3. Comparative genomics of Lps/Lso and Las, reconstruction of predicted ‘Ca. Liberibacter solanacearum’ metabolic pathways will be carried out using IdentiCS software (Sun and Zeng 2004). Annotated enzyme models will be used to map the ‘Ca. Liberibacter solanacearum’ data onto the KEGG (Kyoto Encyclopedia of Genes and Genomes) metabolic pathways (Kanehisa and Goto 2000; Kanehisa et al. 2006, 2008). A comparison between ‘Ca. Liberibacter solanacearum’ proteins and Ca. Liberibacter asiaticus proteins in the Transporter Classification database of the Saier Lab Bioinformatics Group (available online) will be made to classify and group transporter proteins in the newly annotated genome according to the widely accepted Transporter Classification system.
4. Generate genetic markers for detection and differentiation of PY and ZC strains of Lps/Lso. Archived DNA from PY and ZC affected potato plants will be used in this analysis as well as DNA from PY and ZC grafted plants.

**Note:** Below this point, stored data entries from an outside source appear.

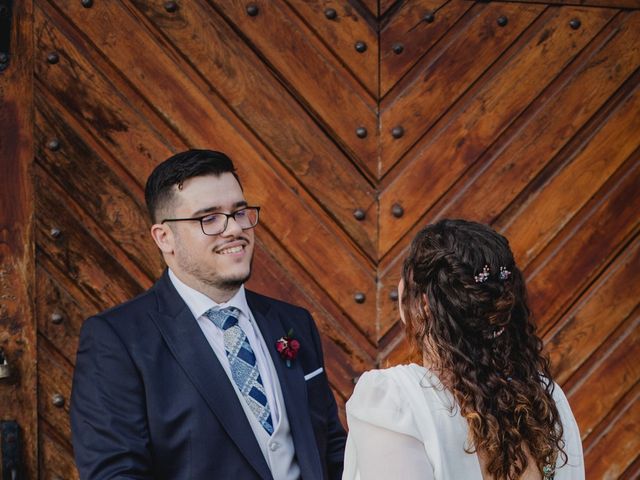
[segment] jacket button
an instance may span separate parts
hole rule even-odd
[[[278,447],[280,447],[280,444],[278,442],[271,442],[269,444],[269,450],[271,450],[272,452],[275,452]]]

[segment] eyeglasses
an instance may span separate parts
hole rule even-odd
[[[160,223],[165,222],[188,222],[198,221],[205,235],[220,235],[227,229],[229,218],[233,218],[242,230],[249,230],[258,224],[260,207],[244,207],[233,213],[209,213],[202,217],[192,218],[165,218]]]

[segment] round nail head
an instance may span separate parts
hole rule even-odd
[[[505,17],[504,15],[502,15],[501,17],[498,17],[498,26],[504,27],[507,23],[509,23],[509,20],[507,19],[507,17]]]
[[[391,135],[393,136],[393,138],[402,137],[404,135],[404,128],[402,128],[401,126],[393,127],[393,130],[391,130]]]
[[[356,135],[358,138],[365,138],[367,136],[367,129],[364,127],[356,128]]]
[[[335,20],[338,18],[338,12],[336,12],[335,8],[327,8],[324,11],[324,16],[327,17],[328,20]]]
[[[400,218],[404,215],[404,208],[399,203],[394,203],[393,207],[391,207],[391,214],[396,218]]]
[[[54,325],[60,325],[62,323],[63,317],[62,314],[59,312],[53,312],[51,314],[51,323],[53,323]]]
[[[59,228],[55,227],[51,229],[50,233],[53,238],[60,238],[60,235],[62,235],[62,231]]]
[[[358,220],[358,221],[362,221],[362,220],[364,220],[364,217],[365,217],[364,210],[363,210],[363,209],[361,209],[361,208],[356,208],[356,209],[353,211],[353,216],[354,216],[354,218],[355,218],[356,220]]]
[[[260,9],[255,3],[247,5],[247,15],[249,15],[250,17],[255,17],[256,15],[258,15],[258,13],[260,13]]]
[[[47,148],[52,152],[57,152],[58,150],[60,150],[60,140],[58,140],[57,138],[52,138],[47,142]]]
[[[393,53],[396,55],[400,55],[404,51],[404,46],[401,43],[396,43],[391,47],[391,50],[393,50]]]
[[[49,62],[51,65],[55,65],[59,61],[60,61],[60,56],[58,55],[57,52],[51,52],[49,55],[47,55],[47,62]]]
[[[582,25],[582,22],[577,18],[572,18],[571,21],[569,22],[569,26],[574,30],[579,29],[580,25]]]
[[[164,2],[164,9],[169,13],[174,13],[178,10],[178,4],[176,2]]]
[[[56,408],[62,408],[64,407],[64,397],[59,393],[55,393],[51,397],[51,403],[53,403],[53,406]]]
[[[433,21],[436,19],[436,16],[433,14],[433,12],[428,12],[428,13],[425,13],[424,17],[422,18],[427,23],[433,23]]]
[[[367,51],[367,44],[364,42],[356,42],[356,52],[358,53],[364,53]]]
[[[366,297],[364,293],[358,292],[353,296],[353,299],[356,301],[356,303],[364,303],[364,301],[366,300]]]
[[[398,290],[391,290],[391,292],[389,293],[389,299],[397,302],[398,301]]]
[[[82,6],[84,8],[91,8],[93,7],[93,0],[82,0]]]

This project is related to inhouse objective 1: Characterize ecology, biology, epidemiology, genetics and host interactions of domestic, exotic, newly emergent and re-emerging pathogens.

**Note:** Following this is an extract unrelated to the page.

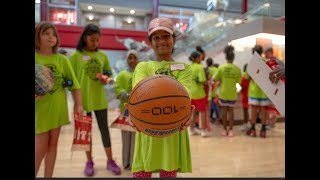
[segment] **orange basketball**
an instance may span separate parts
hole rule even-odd
[[[179,132],[189,120],[191,100],[185,87],[176,79],[153,75],[133,88],[128,111],[139,131],[161,138]]]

In collaboration with the USDA-ARS in Parlier, California, we have completed the genome sequence of ‘Candidatus Liberibacter solanacearum’ with ca.1.26Mb. Based on the genome sequence, which has been published in PLoS ONE 6(4): e19135.doi:10.1371/journal.pone.0019135. Thirty five pairs of PCR markers were designed and used to screen 17 potato samples consisting of 5 plants infected with psyllid yellows (PY), 3 plants infected with zebra chip (ZC), 3 plants affected by haywire (HW), 3 asymptomatic plants (NZC) and 3 plants affected with an unknown disease (UNK). The results suggest there is significant genetic variation between asymptomatic NZC but Lso positive plants and other types of potato samples tested and that two different genotypes may be involved in ZC (type 1 and type 2). Using two sets of primers and probes, we were able to differentiate these two genotypes by quantitative realtime polymerase chain reaction (qPCR). These results provide further evidence of the existence to two genotypes of Lso involved in zebra chip disease of potato.
Progress was monitored via through direct involvement in lab and field activities, research meetings, telephone calls and email communications.